We moved in the next day! God came through - and in truly Divine fashion, He showed off a bit - giving me some very obvious signal graces that led me to not doubt for a moment that He had orchestrated everything.

That was five years ago.

Now, we are still living in the same house, except we OWN it! No less than another miracle, I assure you. Our former landlords said initially that they weren't interested in selling. Well, after 5 years, their minds changed!  The offered to sell us the house for an INSANELY low amount!  Well below market value. We were told we had to either buy it or move as they are trying to streamline their lives a bit and didn't want to be landlords anymore. We had no idea how we would be able to buy a house!  We had declared bankruptcy 4 years earlier when the NonProfit that hired my husband cut costs by letting him go, and then the economy crashed around us. Yet, we stepped out in faith and, not knowing anything about buying a home, with my credit in the gutter (almost dying is VERY expensive - I am still paying medical bills!) we kept trusting and putting one foot in front of the other.

For reasons beyond understanding, we were approved again and again. Inspections, applications, loan officers, etc.  Every time we got through another approval my husband and I would look at each other confounded.  We closed on the house in July.  It is ours.  We never intended to be homeowners at this moment in time, but God had other plans.

In fact His plans have now placed us in a situation that we could have NEVER imagined.  As more and more people are going on public assistance, as more and more cant find work, as ObamaCare is destroying income, we are stable, we are somehow isolated from it. As if we are in a bubble of protection that is sheltering us.  We got OFF public assistance, we, for the first time ever, have enough to live off of, we are finally able to pay the long over due medical bills that I accrued after all our losses.  My husband is moving up in his job into management.  His company has done so well even during the horrid economic slide that it isn't changing insurance policies! None of this is our doing, none of it we could have foreseen.  It is simply a result of following along one step at a time, the path that God placed before us.
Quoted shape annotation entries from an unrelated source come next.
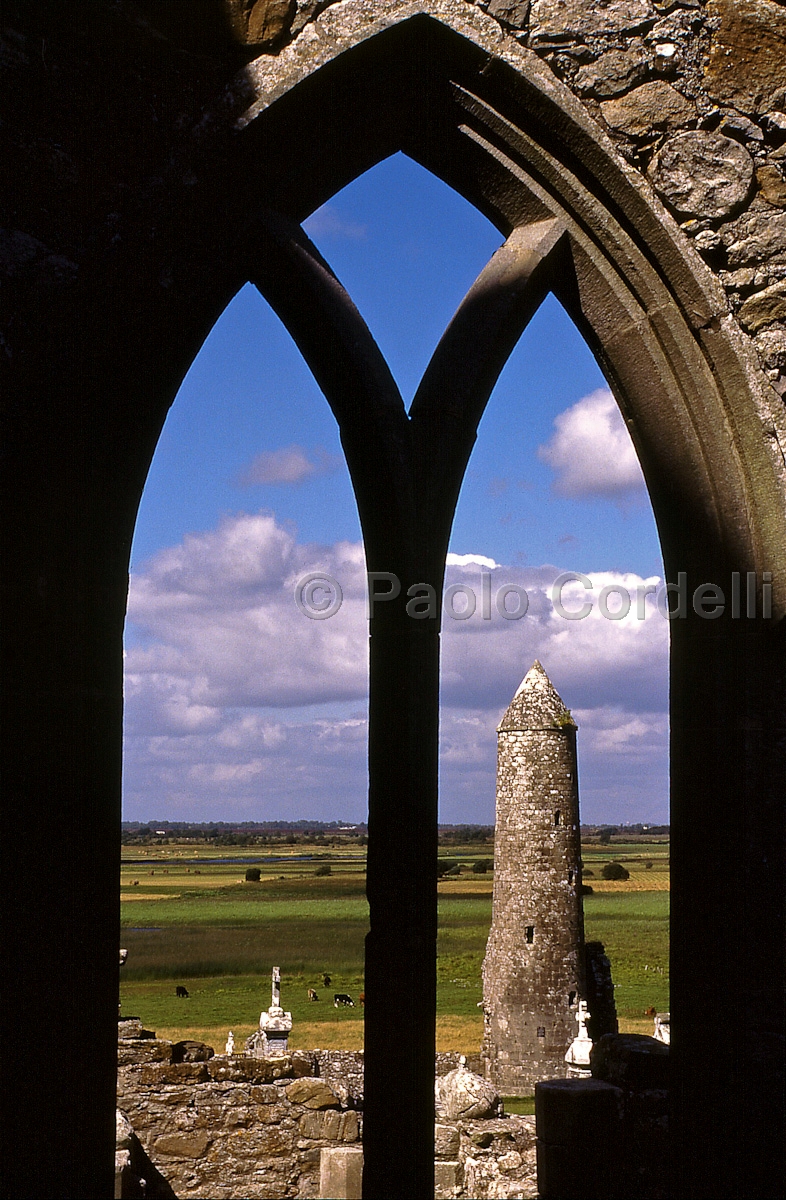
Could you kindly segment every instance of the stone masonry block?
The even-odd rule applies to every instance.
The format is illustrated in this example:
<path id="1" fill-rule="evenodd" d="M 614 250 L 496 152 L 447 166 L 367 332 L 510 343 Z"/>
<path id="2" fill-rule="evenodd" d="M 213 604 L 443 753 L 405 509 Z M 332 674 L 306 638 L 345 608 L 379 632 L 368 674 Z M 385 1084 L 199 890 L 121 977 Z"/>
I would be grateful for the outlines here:
<path id="1" fill-rule="evenodd" d="M 319 1158 L 319 1195 L 323 1200 L 360 1200 L 362 1150 L 358 1146 L 323 1150 Z"/>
If I had to guess, I would say that Mary is quietly behind it all.  Protecting her children.  Mary has more and more (especially since after Lolek's death) been calling us to trust her motherhood.  When I was little I remember reading messages that she gave to different people - Fr. Gobi, Garabandal, Fatima.  One thing stood out.  She said those consecrated to her, those who place themselves beneath her mantle of Motherly protection, will be taken care of.  She will watch over and protect them.  As I write this post I cant help but remember that promise.  I see firsthand how she has kept it. I see how abandonment to God and trust in His Mother's intercession has kept us from experiencing so much.  Sure, we've had our sufferings, and yes, out share of pain and loss.  But those losses, those sufferings those crosses, they all had a purpose. Drawing us to deeper trust, to deeper conversion, to a deeper faith so that we may more boldly walk forward amidst all that is going on around us, confident in the Love that Our Father has for us and in His Mercy and Providence.

I don't know what the future holds. I have stopped trying to figure that out. I do know, that right now, I sit here in my slightly messy, "just the right size for us" house and I am confident that whatever it holds God will be in control and we will continue to Trust Him and hold His Mother's Hand as she leads us ever closer to Him.